My middle son suddenly wants to give up Cubs. He has loved both Beavers and Cubs, he has counted down the days until the weekly pack night, he has talked about becoming a Scout and a Venture Scout. And now he wants to stop. He finds it too strict, he is afraid of getting something wrong. I want to solve this problem for him, speak to the leaders, reassure him that he is almost certainly one of the best behaved children there. I am also concerned that maybe something has happened to upset or scare him, but he maintains that it has not. In the past he has frequently changed his ‘out-of-school’ activity but usually the feeling of having had enough has come gradually, like the sky clouding over. This seems so sudden. Yesterday, he decided that he would like to go to the film making class his brother attends. I do not mind what activity he does, but I am sad at the sudden demise of his love affair with Cubs and I have a strong desire to try to fix it.
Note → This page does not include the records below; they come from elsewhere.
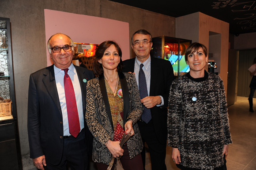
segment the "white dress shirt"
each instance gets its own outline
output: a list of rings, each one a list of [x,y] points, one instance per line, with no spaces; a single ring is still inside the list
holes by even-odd
[[[151,57],[150,55],[147,59],[143,63],[141,63],[137,58],[135,59],[135,63],[134,64],[134,72],[135,73],[135,77],[136,80],[137,81],[137,84],[139,87],[139,68],[140,67],[140,64],[143,64],[144,67],[142,67],[142,70],[145,74],[145,77],[146,77],[146,81],[147,83],[147,94],[149,96],[149,92],[150,92],[150,81],[151,79]],[[156,82],[157,83],[157,82]],[[161,98],[162,103],[160,104],[156,105],[157,107],[161,106],[164,105],[164,99],[161,96],[159,96]]]
[[[66,98],[65,97],[65,89],[64,89],[64,75],[65,75],[65,73],[64,70],[56,67],[55,66],[54,66],[54,68],[56,86],[57,86],[60,103],[62,112],[64,136],[70,136],[71,134],[69,133],[68,127],[68,113],[67,112],[67,105],[66,104]],[[78,111],[81,131],[84,126],[83,114],[82,92],[80,82],[78,79],[78,76],[77,75],[77,73],[76,73],[75,67],[72,63],[68,67],[68,74],[72,81],[72,84],[73,84],[73,87],[75,95],[76,106],[77,107],[77,111]]]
Yesterday, we went to a university space science department on a Home Ed trip. We listened for an hour and a quarter to two talks. The first was fairly well done, although a little slow, with a few movie clips of rockets taking off. The second, while delivered with evident passion for the subject, was way over my head, let alone my six-year-old’s. She, who had been bored from the beginning, became increasingly restless and my middle son began to wilt. I could see time slipping away and it wasn’t hard to calculate that there wouldn’t be time for both of the practical activities which we had been promised. I was frustrated at the lack of time management and audience awareness. I debated whether to raise my hand and ask if there would still be time for both activities, I wondered if I should ask if I could take my little one for a walk. But I sat tight and hissed at her to sit still, resulting in tears. I agonised about whose needs I was putting first and whether what she needed was for me to act on her behalf or to learn good manners. Eventually we made some fab rockets and the children were thrilled with the heights reached, but I couldn’t escape the feeling that we’d wasted a lot of time feeling bored with something so potentially exciting.
I am beginning to put together next year’s ‘plan’. Inspired by Julie, I set the children a free-write on what they would like to do in the coming term. Following Bravewriter principles, I gave feedback and they wrote again, two days later. The ideas they have were rich and varied but I am not sure how to make puppets or how to manage them doing separate activities and still ensuring that it’s constructive. What I want to do is to allow our time to flow, to let them lead the way, with just a sprinkle of Maths and English, yet I find it so hard to be without structure or schedule, a list, if only mental, that I can tick off. There is part of me that would feel so much safer if I had workbooks, a time-table, an attitude of ‘you’ve got to learn this’; if I could see what they’d learned: text-books completed, exercise books filled, tests achieved, even though experience tells me how hollow that is.
There are times when dictatorship feels like the easy option yet I am striving, uncertainly, to value relationship over control, to trust my children and their feelings, and to allow them the freedom to grow.